Will you check the problem. It appears to me that the density is almost 1/2 what it should be. If you confirm that 2.05 g/L is correct, I will show you how to work it with those numbers but we won't come out with C6H12.
The way i posted it the first time is correct..please help! im stuck
If we take 100 g sample, we will have 85.6 g C and 14.4 g H.
mols C = 85.6/12 = about 7
mols H = 14.4/1 = about 14
ratio is 1:2; therefore, the simplest empirical formula is CH2. We are ok to here.
1 L of gas at 755 mm Hg pressure and 298 K will have a volume of ?? at STP. Use P1V1/T1 = P2V2/T2. I found 0.91 L.
So 2.05g/L (at non-standard conditions) will be 2.05/0.91 L at STP = 2.25 g/L.
We know that 1 mol of cyclohexane has a volume of 22.4 L at STP; therefore, 2.25 g/L x 22.4L = about 50 g and this is where we get into trouble because the molar mass of C6H12 is about 84. But we will go with the flow here.
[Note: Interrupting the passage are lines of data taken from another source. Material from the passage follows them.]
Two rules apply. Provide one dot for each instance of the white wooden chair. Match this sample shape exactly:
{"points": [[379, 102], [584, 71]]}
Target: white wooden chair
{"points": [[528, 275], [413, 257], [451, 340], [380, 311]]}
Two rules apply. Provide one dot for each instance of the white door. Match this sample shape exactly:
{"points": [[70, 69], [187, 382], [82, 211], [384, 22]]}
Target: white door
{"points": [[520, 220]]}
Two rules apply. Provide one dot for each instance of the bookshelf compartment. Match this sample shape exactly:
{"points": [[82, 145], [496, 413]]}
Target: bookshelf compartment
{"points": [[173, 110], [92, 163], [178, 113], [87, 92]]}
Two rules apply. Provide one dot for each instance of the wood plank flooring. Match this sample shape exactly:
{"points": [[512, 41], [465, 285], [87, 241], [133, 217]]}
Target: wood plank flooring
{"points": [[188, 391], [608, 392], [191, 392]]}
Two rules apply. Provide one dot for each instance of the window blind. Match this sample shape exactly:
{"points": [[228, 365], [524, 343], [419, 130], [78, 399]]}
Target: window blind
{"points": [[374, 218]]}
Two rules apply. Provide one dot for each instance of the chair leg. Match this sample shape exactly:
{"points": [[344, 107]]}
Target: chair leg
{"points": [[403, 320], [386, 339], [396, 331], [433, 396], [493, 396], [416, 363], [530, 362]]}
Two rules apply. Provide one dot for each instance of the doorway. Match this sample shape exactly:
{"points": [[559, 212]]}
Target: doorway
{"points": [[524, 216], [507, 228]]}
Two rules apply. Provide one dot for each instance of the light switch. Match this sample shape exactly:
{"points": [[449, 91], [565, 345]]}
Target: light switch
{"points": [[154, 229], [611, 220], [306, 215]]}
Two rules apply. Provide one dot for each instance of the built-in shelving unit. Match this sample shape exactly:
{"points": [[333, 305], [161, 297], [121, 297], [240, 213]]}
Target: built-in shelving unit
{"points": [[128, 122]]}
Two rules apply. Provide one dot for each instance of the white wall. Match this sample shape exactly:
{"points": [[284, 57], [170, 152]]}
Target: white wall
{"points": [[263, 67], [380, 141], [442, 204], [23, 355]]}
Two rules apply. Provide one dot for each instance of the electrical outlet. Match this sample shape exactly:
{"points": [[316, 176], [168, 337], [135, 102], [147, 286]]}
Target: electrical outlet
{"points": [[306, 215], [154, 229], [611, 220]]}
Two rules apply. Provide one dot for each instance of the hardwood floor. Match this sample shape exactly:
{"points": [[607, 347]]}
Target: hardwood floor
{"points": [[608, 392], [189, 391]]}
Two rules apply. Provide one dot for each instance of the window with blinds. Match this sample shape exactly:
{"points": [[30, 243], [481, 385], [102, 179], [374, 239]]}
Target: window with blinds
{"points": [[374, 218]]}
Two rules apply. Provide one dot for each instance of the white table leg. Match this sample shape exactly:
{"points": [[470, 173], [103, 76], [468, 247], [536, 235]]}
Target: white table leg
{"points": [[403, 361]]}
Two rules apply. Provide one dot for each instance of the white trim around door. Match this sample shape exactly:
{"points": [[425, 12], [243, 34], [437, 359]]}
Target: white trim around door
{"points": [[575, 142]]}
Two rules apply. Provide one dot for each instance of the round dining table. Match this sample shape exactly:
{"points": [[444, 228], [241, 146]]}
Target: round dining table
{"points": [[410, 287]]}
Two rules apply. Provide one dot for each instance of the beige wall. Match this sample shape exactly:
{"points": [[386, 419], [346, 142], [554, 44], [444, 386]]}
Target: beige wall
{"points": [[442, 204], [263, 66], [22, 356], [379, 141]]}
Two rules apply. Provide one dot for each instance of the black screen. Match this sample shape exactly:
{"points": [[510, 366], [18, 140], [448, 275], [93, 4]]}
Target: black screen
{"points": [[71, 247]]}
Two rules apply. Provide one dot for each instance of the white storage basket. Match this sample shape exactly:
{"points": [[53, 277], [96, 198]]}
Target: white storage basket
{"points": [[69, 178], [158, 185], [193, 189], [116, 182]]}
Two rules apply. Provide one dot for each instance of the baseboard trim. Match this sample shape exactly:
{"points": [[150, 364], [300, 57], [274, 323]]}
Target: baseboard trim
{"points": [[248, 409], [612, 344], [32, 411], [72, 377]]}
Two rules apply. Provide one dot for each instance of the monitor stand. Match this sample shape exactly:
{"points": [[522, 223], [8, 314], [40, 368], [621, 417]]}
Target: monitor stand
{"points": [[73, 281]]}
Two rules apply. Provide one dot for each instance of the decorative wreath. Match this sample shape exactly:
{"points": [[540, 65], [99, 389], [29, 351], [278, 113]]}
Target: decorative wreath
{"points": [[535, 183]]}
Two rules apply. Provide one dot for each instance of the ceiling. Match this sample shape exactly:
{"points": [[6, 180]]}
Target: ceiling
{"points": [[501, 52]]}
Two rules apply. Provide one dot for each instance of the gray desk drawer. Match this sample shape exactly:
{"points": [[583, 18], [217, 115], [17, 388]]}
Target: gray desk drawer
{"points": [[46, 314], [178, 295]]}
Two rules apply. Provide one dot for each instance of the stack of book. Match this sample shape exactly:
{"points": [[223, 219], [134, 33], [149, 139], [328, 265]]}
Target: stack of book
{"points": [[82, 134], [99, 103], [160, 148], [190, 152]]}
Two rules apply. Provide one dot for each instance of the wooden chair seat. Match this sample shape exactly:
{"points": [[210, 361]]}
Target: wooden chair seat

The simplest empirical formula is CH2 (from above) and that has a molar mass of 12 + 2 = 14. So how many times will 14 go into 50.4. That is 50.4/14 = 3.6. We can round the 3.6 to 4 (it must be an even number in almost all cases) so the molecular formula would then be (CH2)4 or C4H8 and that doesn't look like cyclohexane (because hex is 6). If we round down to 3 we have C3H6. The density at STP should be about 3.75. Check my thinking. Check my work. I may have made an error.
To find the molar mass and molecular formula of cyclohexane, we start by calculating the number of moles of carbon (C) and hydrogen (H) in a 100g sample of cyclohexane.
Number of moles of C = mass of C / atomic mass of C
= 85.6g / 12g/mol ≈ 7 moles
Number of moles of H = mass of H / atomic mass of H
= 14.4g / 1g/mol ≈ 14 moles
The ratio of C to H is 1:2, so the simplest empirical formula is CH2.
Next, we need to calculate the volume of the gas at standard temperature and pressure (STP, 0 degrees Celsius and 1 atmosphere pressure) using the given conditions of 755 mmHg and 25 degrees Celsius. We can use the ideal gas law equation P1V1/T1 = P2V2/T2.
Given:
P1 = 755 mmHg
V1 = 1 L (since it is given as density)
T1 = 25 degrees Celsius = 298 K
P2 = 1 atm (STP)
T2 = 0 degrees Celsius = 273 K (STP)
Using the equation P1V1/T1 = P2V2/T2:
V2 = (P1 * V1 * T2) / (P2 * T1)
= (755 mmHg * 1 L * 273 K) / (1 atm * 298 K)
≈ 0.91 L
Now, we can calculate the density at STP using the given density of 2.05 g/L at non-standard conditions.
Density at STP = (density at non-standard conditions * V2) / V1
= (2.05 g/L * 0.91 L) / 1 L
≈ 1.87 g/L
Since we know that 1 mole of a gas occupies 22.4 L at STP, we can calculate the molar mass by dividing the density at STP by the molar volume at STP.
Molar mass of cyclohexane = density at STP / molar volume at STP
= 1.87 g/L / 22.4 L/mol
≈ 0.0835 g/mol
However, this molar mass (0.0835 g/mol) is significantly lower than the actual molar mass of cyclohexane (84.16 g/mol). This suggests an error in the calculations or the given information.
Considering the molecular formula, if we assume the empirical formula (CH2) and calculate the molar mass as 12 + 2 = 14 g/mol, it does not match the expected molar mass of cyclohexane and leads to an incorrect molecular formula.
In conclusion, based on the given information and calculations, there seems to be an error as the calculated molar mass and molecular formula do not match the expected values for cyclohexane. It is recommended to verify the given conditions and data to work on the problem accurately.